My Mum never forgave my Dad's Auntie for buying them a tie (yes a man's tie) for their wedding present. Shock

sonjadog · 07/04/2021 18:06

We have a proper family feud. Great-great uncle married his young nurse when he was in his 70s and she was in her 20s and left the family farm to her instead of my great-grandmother, who was in line to inherit it. No-one in my family ever had anything to do with her and her children ever again. All the people involved are long dead, but still there is no contact.

In petty feuds, my mother has never forgiven my P2 teacher for not picking me for the Christmas play. I am now in my late 40s. She occasionally meets her around the shops and still talks of her in tones of intense dislike. My mother knows how to hold a grudge.

Tangledtresses · 07/04/2021 18:14

Years ago after the war my mums sister got a new pair of red shoes
My mum had odd feet and They just didn't fit her so she couldn't have those red shoes, she never forgave my aunt for that

My mother has been I care home with dementia for a good 4/5 years now and is quite incoherent.....

She still talks about those red shoes in nearly every sentence 😂 now that's a grudge

tf23 · 07/04/2021 18:17

Not a family feud as such but some dirty laundry discovered doing a family history document. One of my ancestors had 26 children (I had to tier his family tree in three rows as his offspring wouldn't fit onto the width of my page otherwise).
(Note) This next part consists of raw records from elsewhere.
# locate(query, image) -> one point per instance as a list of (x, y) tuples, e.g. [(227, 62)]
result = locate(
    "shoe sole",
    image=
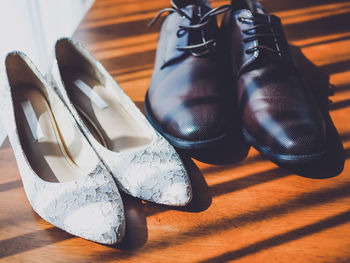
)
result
[(208, 151), (282, 158)]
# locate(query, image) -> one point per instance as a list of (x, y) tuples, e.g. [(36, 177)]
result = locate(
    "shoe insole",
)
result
[(98, 105), (45, 150)]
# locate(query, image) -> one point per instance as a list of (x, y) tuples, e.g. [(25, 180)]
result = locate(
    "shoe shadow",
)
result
[(201, 197), (332, 164), (136, 231)]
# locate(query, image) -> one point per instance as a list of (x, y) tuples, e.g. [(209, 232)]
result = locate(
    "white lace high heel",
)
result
[(143, 163), (64, 180)]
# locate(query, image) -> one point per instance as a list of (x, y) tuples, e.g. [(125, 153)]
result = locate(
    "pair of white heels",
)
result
[(75, 129)]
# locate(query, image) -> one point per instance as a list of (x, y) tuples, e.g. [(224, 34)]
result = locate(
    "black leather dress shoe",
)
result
[(280, 116), (190, 100)]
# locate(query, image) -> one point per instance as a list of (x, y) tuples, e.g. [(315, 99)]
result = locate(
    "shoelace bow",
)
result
[(195, 25), (259, 23)]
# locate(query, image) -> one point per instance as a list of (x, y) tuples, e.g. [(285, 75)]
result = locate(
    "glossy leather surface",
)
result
[(190, 96), (277, 108)]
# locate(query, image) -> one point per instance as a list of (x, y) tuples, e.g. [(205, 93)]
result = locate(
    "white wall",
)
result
[(32, 26)]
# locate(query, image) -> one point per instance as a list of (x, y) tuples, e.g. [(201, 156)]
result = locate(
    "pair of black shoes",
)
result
[(216, 91)]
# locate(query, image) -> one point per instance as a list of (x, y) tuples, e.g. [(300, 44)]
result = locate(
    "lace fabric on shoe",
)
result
[(197, 23)]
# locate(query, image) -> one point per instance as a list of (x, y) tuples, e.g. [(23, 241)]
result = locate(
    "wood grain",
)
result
[(252, 211)]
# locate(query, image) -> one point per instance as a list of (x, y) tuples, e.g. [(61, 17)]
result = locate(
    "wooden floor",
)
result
[(252, 211)]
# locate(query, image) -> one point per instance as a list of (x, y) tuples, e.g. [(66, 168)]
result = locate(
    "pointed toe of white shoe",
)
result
[(155, 174), (100, 222)]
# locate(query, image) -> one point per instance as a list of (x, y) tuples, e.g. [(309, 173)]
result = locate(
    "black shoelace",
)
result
[(206, 45), (252, 36)]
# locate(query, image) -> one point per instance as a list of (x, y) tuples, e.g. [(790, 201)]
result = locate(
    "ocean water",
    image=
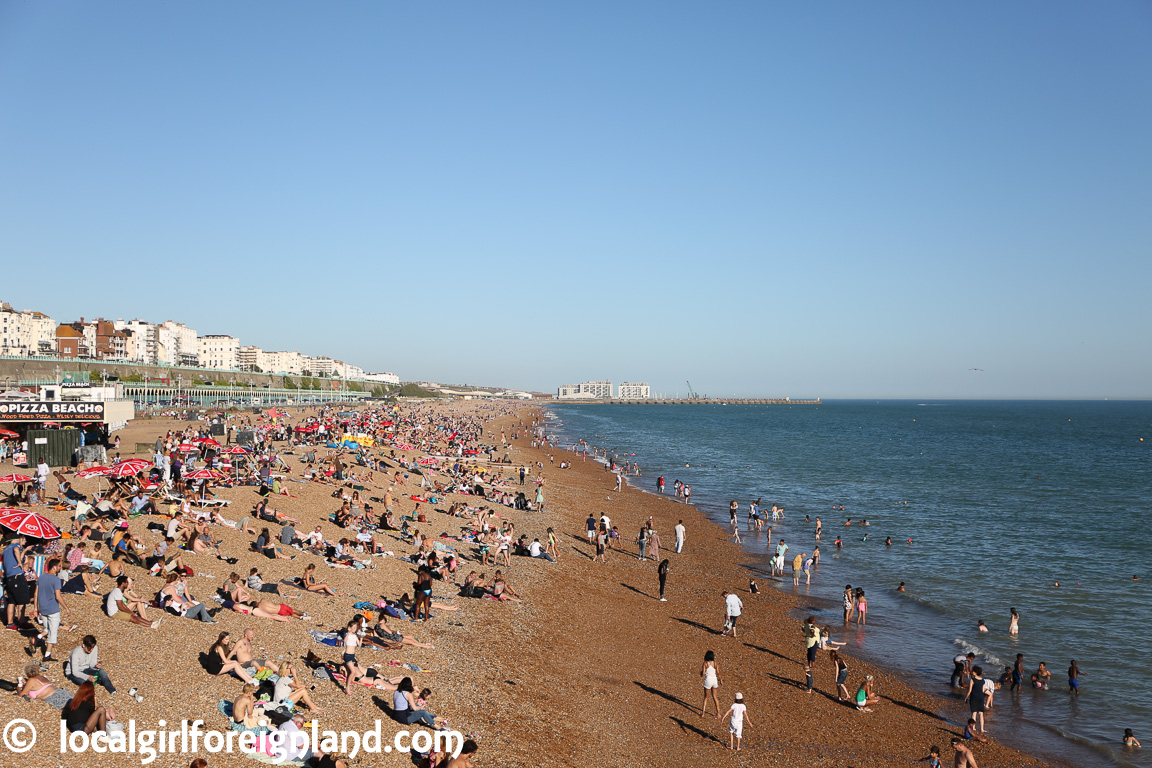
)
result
[(1003, 500)]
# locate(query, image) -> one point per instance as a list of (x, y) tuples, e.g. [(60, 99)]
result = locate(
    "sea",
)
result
[(1038, 506)]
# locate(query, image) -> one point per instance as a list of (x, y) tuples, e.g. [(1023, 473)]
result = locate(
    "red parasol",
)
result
[(28, 523)]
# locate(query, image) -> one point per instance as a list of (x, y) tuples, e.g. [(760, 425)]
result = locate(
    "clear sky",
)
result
[(834, 199)]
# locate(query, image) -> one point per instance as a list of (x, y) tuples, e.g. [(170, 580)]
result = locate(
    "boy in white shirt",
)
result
[(737, 712)]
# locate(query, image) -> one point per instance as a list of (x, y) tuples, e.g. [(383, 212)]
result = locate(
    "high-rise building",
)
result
[(218, 351)]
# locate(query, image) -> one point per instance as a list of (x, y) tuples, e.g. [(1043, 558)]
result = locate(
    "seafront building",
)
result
[(585, 390), (25, 333), (633, 390), (171, 343)]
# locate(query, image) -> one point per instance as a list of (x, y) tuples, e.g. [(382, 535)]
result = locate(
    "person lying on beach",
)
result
[(263, 512), (308, 580), (35, 686), (82, 582), (82, 713), (289, 690), (219, 660), (265, 546), (384, 632), (119, 606), (254, 609), (243, 524)]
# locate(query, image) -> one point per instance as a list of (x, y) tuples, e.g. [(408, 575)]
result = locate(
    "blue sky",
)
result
[(763, 198)]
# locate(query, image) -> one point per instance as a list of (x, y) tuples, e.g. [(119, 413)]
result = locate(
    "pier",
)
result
[(694, 401)]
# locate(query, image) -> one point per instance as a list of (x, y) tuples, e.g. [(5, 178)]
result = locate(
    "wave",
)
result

When his wife died, he married his step daughter six months later and merrily carried on procreating. He clearly bored of trying to find names for all 26 so called two of his daughters Alice (neither died early so not a tribute). How can he not have taken 10 minutes to think up a different girl's name....?!

Respectmyauthoritah · 07/04/2021 18:18

I was sent to the shop for a loaf of bread (over 33 years ago now) and was sold a mouldy, out of date loaf. My Dad marched me back to the shop and flung the bread at the shopkeeper called him a wanker and how dare he take advantage of children Confused

Since that day, my dad never set foot in that shop. It's been a computer repair shop, funeral parlour, nail bar and sandwich shop but he was mad at all of them "because the mini market owner was a cunt". My dad was a scary man so when he explained his bat shit reasoning to other people they would just nod in agreement and promise never to go in there.

PhilCornwall1 · 07/04/2021 18:33

"gentlemen callers"

I love this phrase, makes it sound all the more "respectable" 🤣

Aroundtheworldin80moves · 07/04/2021 18:39

Opposite way round in my family... My brother still feels guilty for something that happened nearly 30 years ago... An accident that left me with life long scarring on my face, and needed treatment for many years.
I've never considered it his fault. It was a fluke. (I fell and smashed my face on a table, which he had moved there while tidying his toys. We were 6&8 at the time.)

Grimbelina · 07/04/2021 18:43

"gentlemen callers" - agreed much nicer than FWB!

Cactus1982 · 07/04/2021 18:54

My grandfather apparently disowned his two sisters because they went to a pub on their own without a man to chaperone them. This was in the 1970s.

Frownette · 07/04/2021 19:33

I'm sure there are many things, but my parents liked different radio stations. Dad liked classic gold and mum liked classic fm. But the thing was one of them would walk into the kitchen and switch it over to their preferred channel. Then the other would. Neither of them realised they were doing it until I started laughing and pointed it out. There was a channel switch everytime one of them walked into the kitchen and they were oblivious

vampirethriller · 07/04/2021 20:12

I've mentioned my father refusing to speak to my mother because she said he didn't look like a young Paul McCartney (he was 67) on here before.

Rasputina · 07/04/2021 20:28

@vampirethriller

I've mentioned my father refusing to speak to my mother because she said he didn't look like a young Paul McCartney (he was 67) on here before.
Ha, that reminds me of the time my grandad stopped talking to my grsan because she jokingly said she wouldn't share her hypothetical lottery win with him.